Although the film positions its puppet characters as villains, part of Puppet Master II’s intrinsic appeal is watching the marauding little fellas hunt down the human characters. The victims this time around are a group of government paranormal investigators who arrive to investigate the condemned hotel from the first film. Seeing the investigators as intruders, the puppets wage guerilla-style warfare against them, preferring to take them on one-at-a-time rather than risk becoming chopped firewood.
The setup for violence is very David and Goliath, and the film understands the dynamic well. However, as you might imagine, some suspension of disbelief is required. Once the blood starts running, the film’s human cast doesn’t seem particularly motivated to leave the hotel: facing the looming threat of being stabbed or torched to death, they continue to eat, sleep in the nude, and fornicate as if they’re right at home. I don’t know about you, but nothing kills the mood for love like witnessing your coworker being mauled by a baby-faced puppet.
Puppet Master II is violent, but the movie is more unsettling than horrifying. The special effects are crude, and few deaths revel in gore or suffering. For me, the film’s most disturbing moment arrives when the film’s villain (the titular “Puppet Master”) reveals two mannequins he’s created, one modeled after his past self, and the other after his deceased wife.
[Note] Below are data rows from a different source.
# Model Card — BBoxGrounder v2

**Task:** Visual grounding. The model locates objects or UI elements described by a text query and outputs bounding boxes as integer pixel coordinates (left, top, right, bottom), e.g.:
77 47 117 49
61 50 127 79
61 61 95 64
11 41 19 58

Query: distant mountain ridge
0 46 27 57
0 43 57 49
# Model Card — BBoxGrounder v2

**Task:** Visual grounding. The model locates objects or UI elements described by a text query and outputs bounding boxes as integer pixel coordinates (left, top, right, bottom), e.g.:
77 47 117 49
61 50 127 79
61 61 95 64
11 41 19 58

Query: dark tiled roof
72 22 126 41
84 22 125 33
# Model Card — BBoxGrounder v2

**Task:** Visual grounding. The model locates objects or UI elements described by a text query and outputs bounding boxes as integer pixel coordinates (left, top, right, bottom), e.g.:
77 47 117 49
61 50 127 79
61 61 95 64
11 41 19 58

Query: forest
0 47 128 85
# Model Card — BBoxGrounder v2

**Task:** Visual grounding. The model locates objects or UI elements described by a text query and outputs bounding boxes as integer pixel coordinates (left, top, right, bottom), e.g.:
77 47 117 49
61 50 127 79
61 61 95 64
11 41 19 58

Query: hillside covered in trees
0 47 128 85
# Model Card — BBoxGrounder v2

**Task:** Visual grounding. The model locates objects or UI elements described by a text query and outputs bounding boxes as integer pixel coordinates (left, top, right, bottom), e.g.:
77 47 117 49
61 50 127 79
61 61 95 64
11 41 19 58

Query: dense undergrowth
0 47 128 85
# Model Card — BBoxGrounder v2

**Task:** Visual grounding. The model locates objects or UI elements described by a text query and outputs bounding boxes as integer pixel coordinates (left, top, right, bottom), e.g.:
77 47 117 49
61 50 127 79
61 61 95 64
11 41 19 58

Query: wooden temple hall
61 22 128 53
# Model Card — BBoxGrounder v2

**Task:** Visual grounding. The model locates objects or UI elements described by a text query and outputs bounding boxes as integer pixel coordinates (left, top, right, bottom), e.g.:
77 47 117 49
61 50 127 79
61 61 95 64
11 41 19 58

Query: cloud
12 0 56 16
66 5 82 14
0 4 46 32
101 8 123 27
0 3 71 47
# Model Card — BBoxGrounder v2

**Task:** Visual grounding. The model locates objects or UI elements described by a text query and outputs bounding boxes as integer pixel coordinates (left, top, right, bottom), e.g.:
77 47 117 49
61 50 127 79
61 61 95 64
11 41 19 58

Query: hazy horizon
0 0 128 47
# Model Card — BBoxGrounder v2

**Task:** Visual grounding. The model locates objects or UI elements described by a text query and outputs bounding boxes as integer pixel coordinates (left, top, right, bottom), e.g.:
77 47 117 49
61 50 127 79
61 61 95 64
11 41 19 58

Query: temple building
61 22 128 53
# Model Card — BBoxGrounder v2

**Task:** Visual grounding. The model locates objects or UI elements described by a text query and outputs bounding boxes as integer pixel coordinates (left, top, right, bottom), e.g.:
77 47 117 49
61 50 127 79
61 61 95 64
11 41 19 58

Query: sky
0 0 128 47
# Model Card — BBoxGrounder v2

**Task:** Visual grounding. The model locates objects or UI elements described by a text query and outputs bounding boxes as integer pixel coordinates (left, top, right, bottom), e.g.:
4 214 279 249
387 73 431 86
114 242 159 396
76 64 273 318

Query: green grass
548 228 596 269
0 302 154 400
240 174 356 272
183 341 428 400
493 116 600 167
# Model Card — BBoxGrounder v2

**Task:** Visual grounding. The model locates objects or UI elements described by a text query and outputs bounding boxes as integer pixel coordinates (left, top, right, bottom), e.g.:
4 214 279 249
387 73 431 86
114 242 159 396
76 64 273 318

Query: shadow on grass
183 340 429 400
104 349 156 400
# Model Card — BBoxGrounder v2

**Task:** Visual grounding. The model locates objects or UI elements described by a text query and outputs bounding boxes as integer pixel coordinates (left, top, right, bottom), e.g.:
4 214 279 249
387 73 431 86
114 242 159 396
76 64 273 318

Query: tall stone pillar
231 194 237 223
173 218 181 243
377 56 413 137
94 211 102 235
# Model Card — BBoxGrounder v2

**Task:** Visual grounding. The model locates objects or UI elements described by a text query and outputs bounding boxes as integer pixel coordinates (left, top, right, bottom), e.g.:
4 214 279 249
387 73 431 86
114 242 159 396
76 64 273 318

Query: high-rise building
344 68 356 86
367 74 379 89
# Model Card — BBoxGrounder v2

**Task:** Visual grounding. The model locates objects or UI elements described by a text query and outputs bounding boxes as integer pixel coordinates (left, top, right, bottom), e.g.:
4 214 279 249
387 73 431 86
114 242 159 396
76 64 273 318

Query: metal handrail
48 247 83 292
Using Chucky-esque black magic, he plans to transfer his soul into the male mannequin and the film’s primary female investigator into the other.
At first glance, the mannequins look eerily realistic, with textured skin that seems to sport copious coats of makeup. But evidently, the Puppet Master has yet to master the art of human mannequins, as he outfits both life-sized dolls with bulging bug eyes. The results are both terrifying and hilarious, and would’ve been potent nightmare fuel had I seen this film as a kid.
Overall, I enjoyed Puppet Master II. It feels like a classic Tales from the Crypt comic book tale that plays out on the big screen, and there’s enough production value here to make the whole package convincing. I’m definitely interested in following up with the other Puppet Master sequels, of which there are many.